Persistent pain is an unfortunate reality for many nursing home residents. Compared to young to middle-aged adults, older adults are especially vulnerable to the debilitating effects of pain that lead to disability and psychological distress. It is essential that nursing home staff be able to assess and manage resident pain to improve resident quality of life.
Assessing pain is the first step in addressing pain. A good assessment considers the location, intensity, and cause (such as skin lesions or arthritis) of the pain. A scale can be helpful tool in evaluating the pain intensity. A number scale uses a line from 0 (no pain) to 10 (unimaginable pain). A FACES rating scale use faces to depict a continuum of faces from happy to crying. A resident can point to the descriptor on the scale that best represents his/her pain.
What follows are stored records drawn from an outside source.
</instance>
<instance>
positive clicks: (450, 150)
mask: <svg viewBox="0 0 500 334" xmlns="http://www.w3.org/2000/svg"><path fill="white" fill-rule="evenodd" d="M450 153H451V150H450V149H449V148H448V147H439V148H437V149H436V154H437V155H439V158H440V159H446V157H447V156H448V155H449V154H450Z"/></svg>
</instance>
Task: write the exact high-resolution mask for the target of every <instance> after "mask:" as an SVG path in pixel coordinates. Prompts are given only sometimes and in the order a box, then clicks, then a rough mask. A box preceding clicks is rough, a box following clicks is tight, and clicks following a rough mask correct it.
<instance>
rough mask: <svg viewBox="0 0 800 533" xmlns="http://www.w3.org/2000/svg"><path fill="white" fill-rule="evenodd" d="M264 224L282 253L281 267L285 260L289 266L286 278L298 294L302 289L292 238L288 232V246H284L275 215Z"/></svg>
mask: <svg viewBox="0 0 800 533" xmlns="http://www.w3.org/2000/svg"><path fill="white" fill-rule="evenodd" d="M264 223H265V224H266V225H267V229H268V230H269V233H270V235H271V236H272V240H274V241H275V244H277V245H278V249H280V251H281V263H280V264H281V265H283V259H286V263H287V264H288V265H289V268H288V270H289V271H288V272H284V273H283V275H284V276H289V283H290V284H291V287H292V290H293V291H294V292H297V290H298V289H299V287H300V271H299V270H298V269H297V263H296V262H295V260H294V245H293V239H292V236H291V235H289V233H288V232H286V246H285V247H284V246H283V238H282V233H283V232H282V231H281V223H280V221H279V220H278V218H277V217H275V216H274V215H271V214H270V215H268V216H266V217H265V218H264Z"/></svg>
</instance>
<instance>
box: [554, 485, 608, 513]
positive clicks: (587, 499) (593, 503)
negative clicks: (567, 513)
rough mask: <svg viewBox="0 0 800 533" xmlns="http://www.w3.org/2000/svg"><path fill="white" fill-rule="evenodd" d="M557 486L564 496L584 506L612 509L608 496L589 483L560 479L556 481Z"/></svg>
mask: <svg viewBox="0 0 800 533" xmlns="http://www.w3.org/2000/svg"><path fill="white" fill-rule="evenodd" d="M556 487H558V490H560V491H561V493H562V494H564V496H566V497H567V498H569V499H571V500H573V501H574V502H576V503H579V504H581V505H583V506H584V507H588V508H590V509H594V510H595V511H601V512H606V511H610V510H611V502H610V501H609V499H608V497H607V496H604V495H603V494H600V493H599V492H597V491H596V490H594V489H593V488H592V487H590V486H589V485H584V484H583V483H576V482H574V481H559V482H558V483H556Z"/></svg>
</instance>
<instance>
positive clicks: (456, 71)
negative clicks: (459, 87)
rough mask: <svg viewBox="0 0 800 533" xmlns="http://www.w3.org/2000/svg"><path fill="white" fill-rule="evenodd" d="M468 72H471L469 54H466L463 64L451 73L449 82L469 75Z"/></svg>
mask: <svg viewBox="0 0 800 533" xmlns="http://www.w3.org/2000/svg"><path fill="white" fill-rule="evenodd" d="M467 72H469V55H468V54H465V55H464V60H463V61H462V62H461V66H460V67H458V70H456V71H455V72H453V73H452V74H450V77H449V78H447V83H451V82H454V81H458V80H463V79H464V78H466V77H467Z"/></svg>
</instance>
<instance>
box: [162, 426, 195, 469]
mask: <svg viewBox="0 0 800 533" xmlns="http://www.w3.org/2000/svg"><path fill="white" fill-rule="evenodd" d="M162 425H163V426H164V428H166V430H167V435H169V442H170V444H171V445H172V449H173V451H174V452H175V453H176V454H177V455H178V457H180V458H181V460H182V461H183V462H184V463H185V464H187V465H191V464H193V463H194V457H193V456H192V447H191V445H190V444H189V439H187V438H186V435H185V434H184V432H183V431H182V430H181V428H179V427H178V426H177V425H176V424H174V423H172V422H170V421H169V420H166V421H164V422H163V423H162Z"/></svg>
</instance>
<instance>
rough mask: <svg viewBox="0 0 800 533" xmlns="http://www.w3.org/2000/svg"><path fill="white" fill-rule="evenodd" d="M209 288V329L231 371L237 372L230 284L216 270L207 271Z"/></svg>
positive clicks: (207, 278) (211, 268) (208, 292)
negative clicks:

Some nursing home residents may be unable to describe the pain due to an impairment. Nursing home staff must be aware of the nonverbal and verbal cues when making an assessment. Nonverbal cues can include frowning, restlessness, and combativeness. Verbal cues can include crying and moaning.
Medical staff may prescribe medications to treat the pain or underlying cause of the pain. However, when medication is not possible or not completely effective in relieving pain, there are psychosocial solutions to pain management. Cognitive behavior therapy is a psychosocial approach that seeks to train the resident in pain-management practices such as breathing exercises, distraction, and cognitive restructuring. A second psychosocial pain management approach is emotional disclosure. In this approach residents identify and articulate how they feel about their negative experiences. Finally, mind-body interventions teach meditation, yoga, or tai-chi to improve physical and emotional well-being.
Understanding pain and what staff can do to address pain is an essential psychosocial issue that affects many nursing home residents and directly impacts residents quality of life.